Endocrine Abstracts

A 50-year-old man presented with a week history of feeling unwell and urinary symptoms. He was confused. His wife gave H/O 2 stone weight loss. Recent investigation for haematuria showed 3.6 cm bladder tumour. He underwent TURBT and the histology was awaited. No other significant PMH or family H/O. Not on any medication and was an ex-smoker.

Initial investigations showed leucocytosis and evidence of UTI. CXR showed chronic fibrotic changes. As a part of confusion screen his calcium level came very high at 3.94 with normal PO₄. His creatinine was 135 and LFT was normal.

Further investigations including TFT, Vitamin D and PSA were normal. SST showed peak Cortisol of 523. PTH was appropriately suppressed. His ACE level and serum electrophoresis were normal. Histology from bladder resection showed poorly differentiated TCC with squamous differentiation as well (T3N1M0). Bone scan showed no evidence of bone metastasis. Unfortunately, he deteriorated very rapidly. Whole body CT at this stage showed ascites and extensive mediastinal, para-aortic and pelvic lymphadenopathy and peritoneal seedling.

Calcium started creeping up. In view of his tumour load, he was considered not suitable for any intervention from the Urologist as well as Oncologist and died shortly thereafter.

The cause of hypercalcaemia was assumed to be humoral and was confirmed by a 10-fold raise in PTHrP level.
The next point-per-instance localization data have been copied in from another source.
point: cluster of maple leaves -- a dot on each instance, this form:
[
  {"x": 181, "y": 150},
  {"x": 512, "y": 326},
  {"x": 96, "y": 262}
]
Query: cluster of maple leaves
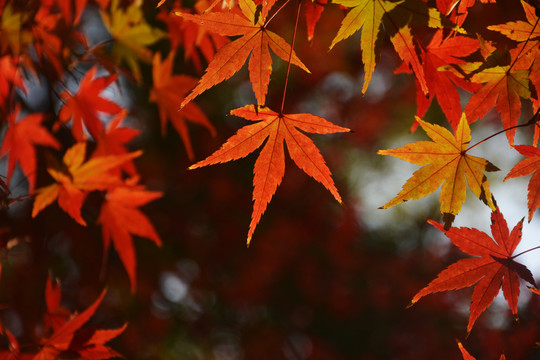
[{"x": 46, "y": 40}]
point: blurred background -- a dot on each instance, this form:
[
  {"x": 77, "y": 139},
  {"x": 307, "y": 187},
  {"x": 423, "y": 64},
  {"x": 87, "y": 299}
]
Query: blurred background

Hypercalcaemia in malignancy is usually due to osteolytic secondaries which are mediated via cytokines. Humoral hypercalcaemia mediated by PTHrP is the cause of hypercalcaemia in 80% of malignancies, usually solid tumours that has not caused lytic secondaries. Association of PTHrP and hypercalcaemia in bladder tumour is very rare.

We present a rare association of PTHrP secretion from a bladder tumour.

A literature search reveals very few similar cases.